Enraptured

Nothing but the sound of running water met his ears.

 

Orpheus knocked again. Got no response. He tried the handle and found it locked. A shot of panic rushed through him.

 

Skyla’s boots clicked as she pushed off the chair. “What’s wrong?”

 

“I don’t know.” Orpheus jiggled the knob again. “Gryphon? Answer me.”

 

Nothing.

 

“Skata.” Orpheus stepped back from the door, centered himself, and called up a simple spell to free the lock. A click resounded. He turned the knob.

 

Steam enveloped the room, fogged the mirror. Through the frosted glass he could see Gryphon standing naked under the spray, scrubbing at the skin on his arms. “Gryph? Are you okay? I knocked and knocked and you didn’t answer.”

 

“Can’t get clean,” Gryphon murmured. “Have to get it off. Just a little more.” He stopped scrubbing, slammed both hands over his ears. “Stop!”

 

Gryphon shook his head violently, then went back to scrubbing at his skin again, murmuring faster, “Can’t get clean. Can’t get clean…”

 

Shit. He wasn’t better. He was getting worse. That panic morphed to all-out dread as it pushed its way back up Orpheus’s chest. “Come on, Gryphon. That’s enough. Let’s get you out.”

 

Orpheus was aware Skyla was standing in the doorway as he reached for a towel and grasped the shower door, that the Orb was in plain view on the floor.
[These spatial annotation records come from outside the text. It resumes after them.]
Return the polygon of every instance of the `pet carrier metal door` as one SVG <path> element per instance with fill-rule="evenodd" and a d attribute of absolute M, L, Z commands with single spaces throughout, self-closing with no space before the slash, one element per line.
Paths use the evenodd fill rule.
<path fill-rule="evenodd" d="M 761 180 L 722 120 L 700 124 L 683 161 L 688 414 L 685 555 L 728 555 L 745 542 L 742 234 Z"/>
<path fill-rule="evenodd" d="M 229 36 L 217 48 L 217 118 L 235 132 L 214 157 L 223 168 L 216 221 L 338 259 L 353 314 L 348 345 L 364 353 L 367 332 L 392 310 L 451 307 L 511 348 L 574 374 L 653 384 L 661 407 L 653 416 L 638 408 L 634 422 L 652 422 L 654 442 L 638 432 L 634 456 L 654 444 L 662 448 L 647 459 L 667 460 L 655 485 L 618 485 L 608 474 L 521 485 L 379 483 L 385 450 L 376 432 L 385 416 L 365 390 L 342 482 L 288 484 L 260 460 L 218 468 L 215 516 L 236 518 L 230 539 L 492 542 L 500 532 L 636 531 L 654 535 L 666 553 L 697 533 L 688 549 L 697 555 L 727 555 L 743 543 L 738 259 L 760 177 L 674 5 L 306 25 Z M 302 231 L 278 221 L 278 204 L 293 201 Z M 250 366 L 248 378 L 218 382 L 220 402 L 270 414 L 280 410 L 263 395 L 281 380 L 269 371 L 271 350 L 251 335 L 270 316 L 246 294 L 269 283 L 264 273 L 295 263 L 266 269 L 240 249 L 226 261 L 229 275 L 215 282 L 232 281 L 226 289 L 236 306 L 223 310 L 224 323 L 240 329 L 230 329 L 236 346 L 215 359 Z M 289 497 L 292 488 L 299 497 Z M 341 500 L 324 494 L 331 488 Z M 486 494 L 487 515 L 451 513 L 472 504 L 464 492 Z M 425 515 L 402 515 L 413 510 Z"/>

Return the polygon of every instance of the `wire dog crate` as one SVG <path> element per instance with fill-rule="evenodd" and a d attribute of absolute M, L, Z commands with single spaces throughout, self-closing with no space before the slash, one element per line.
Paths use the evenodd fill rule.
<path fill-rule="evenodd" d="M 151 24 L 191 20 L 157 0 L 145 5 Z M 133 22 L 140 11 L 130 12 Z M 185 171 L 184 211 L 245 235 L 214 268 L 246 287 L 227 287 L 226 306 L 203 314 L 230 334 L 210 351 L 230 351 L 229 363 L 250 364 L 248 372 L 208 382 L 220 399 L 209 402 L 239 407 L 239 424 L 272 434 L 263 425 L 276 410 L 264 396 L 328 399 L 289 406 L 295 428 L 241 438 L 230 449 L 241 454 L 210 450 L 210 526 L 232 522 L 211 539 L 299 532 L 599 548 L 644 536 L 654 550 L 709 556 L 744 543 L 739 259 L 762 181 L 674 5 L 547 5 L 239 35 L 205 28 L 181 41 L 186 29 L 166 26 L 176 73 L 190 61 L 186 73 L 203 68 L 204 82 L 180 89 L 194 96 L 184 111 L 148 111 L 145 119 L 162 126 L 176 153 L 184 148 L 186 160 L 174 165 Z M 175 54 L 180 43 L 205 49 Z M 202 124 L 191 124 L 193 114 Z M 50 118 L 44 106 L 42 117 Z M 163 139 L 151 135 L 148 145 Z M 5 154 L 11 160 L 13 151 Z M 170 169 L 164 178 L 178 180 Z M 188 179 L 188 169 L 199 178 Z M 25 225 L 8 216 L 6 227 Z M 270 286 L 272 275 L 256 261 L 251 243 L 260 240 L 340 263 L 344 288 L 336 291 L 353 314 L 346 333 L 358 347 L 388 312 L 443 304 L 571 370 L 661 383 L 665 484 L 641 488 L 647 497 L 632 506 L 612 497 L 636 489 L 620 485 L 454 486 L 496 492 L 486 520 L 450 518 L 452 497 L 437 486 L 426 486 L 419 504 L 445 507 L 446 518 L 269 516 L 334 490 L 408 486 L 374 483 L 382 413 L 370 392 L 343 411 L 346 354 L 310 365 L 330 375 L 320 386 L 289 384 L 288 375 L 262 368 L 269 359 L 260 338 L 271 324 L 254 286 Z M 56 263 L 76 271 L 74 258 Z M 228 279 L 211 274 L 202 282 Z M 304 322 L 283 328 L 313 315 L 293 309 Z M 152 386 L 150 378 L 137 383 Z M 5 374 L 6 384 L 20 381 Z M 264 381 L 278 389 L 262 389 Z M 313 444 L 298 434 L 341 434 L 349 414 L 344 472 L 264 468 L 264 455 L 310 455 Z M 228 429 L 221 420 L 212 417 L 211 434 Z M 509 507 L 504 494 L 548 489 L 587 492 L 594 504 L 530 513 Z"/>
But he didn’t care. The only thing that mattered right now was his brother.

 

Orpheus pulled the door open. Then froze. “Holy gods…”

 

Blood ran like rivers from Gryphon’s arms, his legs, his face and torso. His fingers were bloody stumps where he’d dug into his skin over and over, scrubbing harder with each pass.

 

“Gryphon, stop!” Orpheus threw the towel around Gryphon’s shoulders and hauled him out of the shower. Gryphon hollered and hurled his weight into Orpheus, knocking them both to the ground with a crack. They grappled across the bathroom tiles until Orpheus got behind Gryphon, closed one arm across his brother’s head, used the other to immobilize his arms, then hooked Gryphon’s legs so he couldn’t break free.

 

Gryphon struggled once, twice more, then collapsed against Orpheus and broke down, his entire body shaking with soul-rattling sobs. Water and blood ran from Gryphon’s skin into Orpheus’s clothes, dripped onto the floor around him. “I can’t get it off,” he cried. “It’s all over me. Inside me. I just want it to go away. I just…oh, gods, make it go away.”

 

His body convulsed in Orpheus’s arms, and the sobs turned to full-body trembles Orpheus felt all the way to his very core.

 

Orpheus caught Skyla’s horror-filled gaze in the doorway, where she stood still as stone. And his heart—the heart he thought he didn’t have—contracted beneath the earth element still resting against his chest. “Get help,” he whispered. “Find someone who can help my brother.”

 

***

 

It was hours later when Skyla peeked her head back into Gryphon’s room. Though it was quiet, there were several people taking up space. Callia, Queen Isadora’s personal healer, held Gryphon’s wrist on the far side of the bed and glanced at the clock high on the wall. Theron conversed quietly with Isadora near the window. Skyla knew from her conversations downstairs that several other Argonauts had come and gone through the night, but Orpheus remained, sitting in a chair next to Gryphon, his elbows leaning on his knees, his hands clasped in front of him while he watched his brother sleep.

 

The image of the big Argonaut clawing at his flesh wouldn’t leave her head. Neither would the blood that had covered him and the floor and Orpheus when Orpheus had tackled Gryphon in the bathroom. Every time she thought of what he’d been through in the Underworld, her mind skipped to Orpheus and the years and years he’d been trapped there himself. The gruesome things he must have endured. The fact that—thankfully—he couldn’t remember them.

 

She’d considered telling Orpheus the truth about their relationship so many times. Had pondered what it would do to him to learn who and what he really was. But after seeing Gryphon, she knew she couldn’t. It wasn’t about her or what she’d be losing. She didn’t want to hurt Orpheus. And bringing up the past would do only that. It would dredge up something that was better off dead and buried.

 

Heads turned. Orpheus looked over his shoulder, eyes shadowed and bloodshot. But they brightened just a touch when they caught sight of her, and warmth flooded her belly in response.